Periwinkles, small species of sea snail (pictured below) eat seaweed. Researchers want to know if periwinkles have a preference for different seaweed plants.

In one tidal pool, researchers count the number of periwinkles found feeding on four different kinds of seaweed: spiral wrack, bladder wrack, toothed wrack, and knotted wrack. Researchers also measured the relative frequencies of these four seaweed species in this environement. A table giving the number of periwinkles eating on, and the frequency of different seaweeds is below:

Seaweed	Seaweed frequency	Number of perwinkles eating it
Spiral wrack	10%	9
Bladder wrack	25%	28
Toothed wrack	15%	19
Knotted wrack	50%	64

Conduct a $\chi^2$ goodness-of-fit test to ask if periwinkles feed on seaweed with no preference for species. Take the following steps:

• Understand why the goodness-of-fit test is applicable here
• Determine the appropriate null frequencies
• State the null, alternative hypotheses
• Conduct the test
• Report results, conclusions

Solution

Ho: Periwinkles have no preference for seaweed species and feed on spiral:bladder:toothed:knotted with a null frequency distribution of 0.1:0.25:0.15:0.5.

Ha: Periwinkles have a preference for seaweed species and feed on spiral:bladder:toothed:knotted with a frequency distribution that differs from 0.1:0.25:0.15:0.5.

observed <- c(9, 28, 19, 64)
expected <- c(0.1, 0.25, 0.15, 0.5)

chisq.test(observed, p = expected)
#
#	Chi-squared test for given probabilities
#
#data:  observed
#X-squared = 1.2056, df = 3, p-value = 0.7517

Results and conclusions: Our P=0.75 is greater than $\alpha=0.05$. We fail to reject the null hypothesis. We conclude that there is no evidence that periwinkles have a preference for seaweed species. In other words, we have no evidence that feeding on spiral:bladder:toothed:knotted differs from 0.1:0.25:0.15:0.5.

Contingency table analysis

In 1999, Researchers studied the prevalence of Hepatitis C (HCV) in Americans to determine if there is an association between the number of sexual partners an individual has had and the presence of HCV. They took a random sample of 11,106 records from a National Health Survey to assess this association. Their data is found in the file hcv_partners.csv.

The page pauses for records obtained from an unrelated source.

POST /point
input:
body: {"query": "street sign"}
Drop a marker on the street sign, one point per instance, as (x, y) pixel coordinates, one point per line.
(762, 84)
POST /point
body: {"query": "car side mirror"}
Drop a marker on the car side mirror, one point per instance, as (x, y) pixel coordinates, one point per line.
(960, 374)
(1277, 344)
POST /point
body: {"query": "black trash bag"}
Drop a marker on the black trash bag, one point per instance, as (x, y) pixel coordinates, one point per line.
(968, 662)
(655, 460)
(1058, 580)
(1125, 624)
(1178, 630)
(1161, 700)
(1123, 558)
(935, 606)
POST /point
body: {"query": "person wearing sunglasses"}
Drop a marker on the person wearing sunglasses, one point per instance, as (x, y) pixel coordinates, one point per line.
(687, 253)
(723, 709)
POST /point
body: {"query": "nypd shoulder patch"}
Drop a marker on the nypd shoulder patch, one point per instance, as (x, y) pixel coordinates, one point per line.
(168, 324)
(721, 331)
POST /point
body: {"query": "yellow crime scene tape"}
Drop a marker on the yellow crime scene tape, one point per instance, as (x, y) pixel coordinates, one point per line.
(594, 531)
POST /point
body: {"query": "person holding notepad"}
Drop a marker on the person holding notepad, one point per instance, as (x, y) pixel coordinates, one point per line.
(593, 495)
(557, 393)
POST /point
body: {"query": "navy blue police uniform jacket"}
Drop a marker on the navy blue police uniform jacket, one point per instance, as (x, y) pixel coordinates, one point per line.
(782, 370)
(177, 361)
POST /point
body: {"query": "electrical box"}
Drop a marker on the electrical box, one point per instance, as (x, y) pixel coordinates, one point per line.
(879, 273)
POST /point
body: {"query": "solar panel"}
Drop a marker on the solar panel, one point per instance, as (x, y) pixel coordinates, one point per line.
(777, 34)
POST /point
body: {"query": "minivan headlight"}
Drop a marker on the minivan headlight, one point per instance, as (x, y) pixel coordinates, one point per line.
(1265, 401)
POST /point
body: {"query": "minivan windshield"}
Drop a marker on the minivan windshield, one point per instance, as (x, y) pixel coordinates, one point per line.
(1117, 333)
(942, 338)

Conduct a $\chi^2$ contingency table test to ask if HCV prevalence is associated with having many (>=10) or few (<10) partners. Take the following steps:

• Read in and examine the data
• Figure out how to create your contingency table from the dataframe (hint: you will need dplyr functions including filter() and tally(), and if you recall how to use ifelse() this may be of interest as well)
  • Variable 1: Has HCV (1) or not (0)
  • Variable 2: Has had < 10 partners or >=10 partners
• State the null, alternative hypotheses
• Create your contingency table in R
• Conduct the test
• Report results, conclusions

Ho: There is no association between HCV and have many (>=10) or few (<10) sexual partners.

Ha: There is an association between HCV and have many (>=10) or few (<10) sexual partners.

library(tidyverse)
hcv.data <- read.csv("hcv_partners.csv")

### Create the table
topleft <- hcv.data %>% filter(HCV == 1, partners >=10) %>% tally()
topright <- hcv.data %>% filter(HCV == 0, partners >=10) %>% tally()
bottomleft <- hcv.data %>% filter(HCV == 1, partners <10) %>% tally()
bottomright <- hcv.data %>% filter(HCV == 0, partners <10) %>% tally()
hcv.table <- rbind(c(topleft$n, topright$n), c(bottomleft$n,  bottomright$n))
#hcv.table
#     [,1] [,2]
#[1,]  166 2587
#[2,]   75 8278

### Perform test
chisq.test(hcv.table)
#
#	Pearson's Chi-squared test with Yates' continuity correction
#
#data:  hcv.table
#X-squared = 254.46, df = 1, p-value < 2.2e-16

### Compute OR
OR <- (166*8278)/(75*2587) ## Evaluates to 7.082324

Results and conclusions: Our P<2.2e-16 (note: this is as low as R can go!) is less than $\alpha=0.05$. We reject the null hypothesis and we conclude that there is an association between having many partners and having HCV. Further, we can conclude that individuals with many sexual partners have 7.08 times the odds of having HCV compared to individuals with few partners.